Because my dad is famous for writing scenes that just can't make sense physically-there are like three arms flying around, and like how does someone get their leg around someone's neck? There is this one passage in the chapter that is so mad, and we're like, "How is this even working?" So, we invite two people up on stage to play two of the characters to show how impossible this physicality is. It's a really fun bit in the show.
Awesome, and I hope that the stage is covered in leather tile.
Oh, I will demand it!
Good! So, I'm also imagining that there is a lot of blinking in the live show as well.
Absolutely, yeah. Just constant blinking.
And, lots of nodding.
Yeah.
I know that in the podcast you talk about your dad being inspired by E.L. James and Fifty Shades of Grey. Is that something he has since talked to you about, or has it since been clarified?
Yeah. Because my dad is so mad, he hasn't actually read any of the Fifty Shades books, which he still calls Fifty Colors of Grey. I'm like, "You know it's Fifty Shades, now, come on." He just doesn't care! She made loads of money and everyone was reading these books. He's like, "If she can do it, I can do it!" Turns out he can't clearly do it, but good to try. Why not?
Yeah, especially since hers started as Twilight fan fiction.
Yeah! And an E-book. So, kind of a similar trajectory. He was obviously taking notes avidly.
Smart business model.
Yeah.
I know that your dad's life in sale is also a part of the novels. Talk a little bit about that because I think it's so funny that the books are set in this corporate setting.
Well, he still thinks that part of the reason that the show is so successful is that people in sales listen to the show for tips. What are you talking about? No! "You have never worked in sales. Alice hasn't. James hasn't. You guys don't understand." And so, I think, as much as he was out to write a piece of erotica, he kind of gets bored with the sex really quickly and just wants to get back to the sales techniques and how we're going to offset this amount of the budget of the marketing plan.
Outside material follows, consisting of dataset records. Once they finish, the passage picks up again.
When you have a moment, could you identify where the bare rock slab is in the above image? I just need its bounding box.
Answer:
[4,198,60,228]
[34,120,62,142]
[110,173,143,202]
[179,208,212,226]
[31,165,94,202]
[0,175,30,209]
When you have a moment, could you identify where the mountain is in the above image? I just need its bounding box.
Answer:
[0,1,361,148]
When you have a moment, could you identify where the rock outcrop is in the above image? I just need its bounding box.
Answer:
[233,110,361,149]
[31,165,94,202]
And, you're like, "What?!?!" He still thinks that they are as much good as a leadership manual as they are erotic novels for sure.
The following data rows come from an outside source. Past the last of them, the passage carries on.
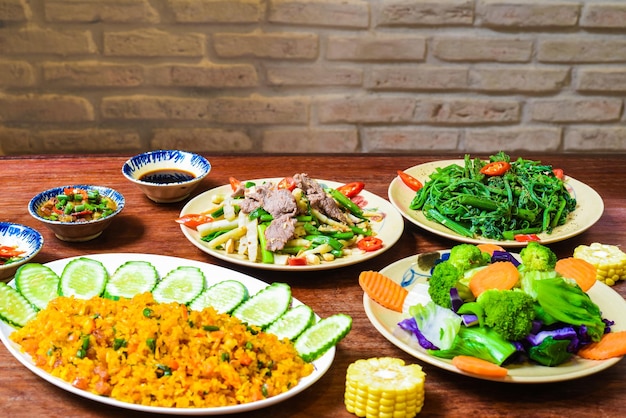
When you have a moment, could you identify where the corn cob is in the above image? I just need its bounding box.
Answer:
[573,242,626,286]
[344,357,426,418]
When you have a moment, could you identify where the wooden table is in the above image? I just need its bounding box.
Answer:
[0,154,626,418]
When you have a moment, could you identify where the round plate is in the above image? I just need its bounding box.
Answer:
[363,256,626,383]
[388,160,604,247]
[180,178,404,271]
[0,253,335,415]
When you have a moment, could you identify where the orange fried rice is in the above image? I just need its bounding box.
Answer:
[11,293,313,408]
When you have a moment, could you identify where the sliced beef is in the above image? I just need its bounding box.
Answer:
[239,184,271,213]
[263,189,298,218]
[265,214,296,251]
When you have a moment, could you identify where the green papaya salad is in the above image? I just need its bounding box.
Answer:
[176,173,384,266]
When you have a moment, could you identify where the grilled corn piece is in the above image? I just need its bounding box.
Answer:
[344,357,426,418]
[573,242,626,286]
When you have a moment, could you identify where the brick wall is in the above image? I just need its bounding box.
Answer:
[0,0,626,155]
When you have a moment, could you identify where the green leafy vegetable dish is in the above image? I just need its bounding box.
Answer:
[409,151,577,240]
Naturally. Because we all get naked at our third interview.
I mean, yeah. That's just the way the world works.
With the name Rocky Flintstone, was your guess correct that your dad liked The Flintstones and Rocky?
No! That actually isn't it. He-this is how weird he is-he loves The Rockford Files. You know that show with James Garner? Apparently, Jim Rockford's dad in that series is called Rocky. Rocky Rockford, I guess. Which is weird. That's where Rocky came from. Who knew? That's certainly obscure. And, Flintstone. I think he must love The Flintstones, but he was a geologist. That was what his degree was. Maybe there is something in the fact that he's really into rocks. I mean, I don't really know. I think he just put two words together to be honest with you, but it's a great pen name.
It is. I think it's more fascinating than E.L. James.
Exactly.
Traveling with the show, do you get to feel a little bit like Belinda now?
Yeah! I mean next stop the Millennium Dome Building, and I cannot wait. We're going to be traveling all over the world. We are international sales directors of the podcast world now. We're basically following Belinda's footsteps!
Sounds great. Make sure your father keeps writing for more fodder for the podcast!
Oh, we can't stop him from writing. Don't you worry about that. He is continuing every day. He's inspired. What can I say?
He needs to be the J.K. Rowling of erotica.
I can see the books getting longer and longer by book. There will be Belinda Blinked 7 (Part 1) and then Belinda Blinked 7 (Part 2). Yeah, I can only imagine.